Pour bien conduire l’activité ludique, l’enseignant-animateur doit adopter différentes postures qui exigent une attention à part.

La première hypostase de l’animateur est de laisser jouer les apprenants et de les observer en action. L’enseignant met à disposition des lieux équipés pour jouer et il a le rôle de personne ressource, il est attentif à la dynamique du jeu et il n’intervient qu’en cas de sollicitations et de conflits.

La seconde posture que l’enseignant peut adopter est de donner à jouer : l’animateur propose à son public des jeux spécifiques ou des règles adaptés et lui permet de jouer en autonomie, mais il impulse la dynamique du jeu et  il intervient si besoin est.

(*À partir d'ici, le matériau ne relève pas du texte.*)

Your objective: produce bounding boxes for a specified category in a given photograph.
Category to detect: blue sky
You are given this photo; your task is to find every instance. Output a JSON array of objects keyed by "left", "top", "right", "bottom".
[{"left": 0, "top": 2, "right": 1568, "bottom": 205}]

Le faire jouer est une autre façon d’aborder le jeu, l’enseignant propose et anime le jeu, il donne toutes les explications nécessaires pour bien comprendre. On peut faire une séance de préparation si  la complexité du jeu exige. Il impulse le jeu et intervient dans l’ensemble du jeu. Il est disponible pour tout le groupe, mais aussi pour chacun en  particulier.

La plus profitable posture est de jouer avec, donc l’animateur entre dans le jeu et devient un joueur. L’enseignant explique les règles du jeu, il peut accepter une séance de préparation, il anime le jeu, mais, en plus, il devient l’égal de chaque joueur, donc il peut connaître la victoire ou l’échec. Il est un exemple pour ses apprenants, c’est pourquoi il adopte une attitude positive et exemplaire.

Cette manière progressive, on peut l’utiliser à chaque niveau d’apprentissage, mais rien n’empêche de passer de l’une à l’autre de ces postures selon les besoins. En fait, chacune de ces positions peut présenter un intérêt à chaque stade ou type d’apprentissage.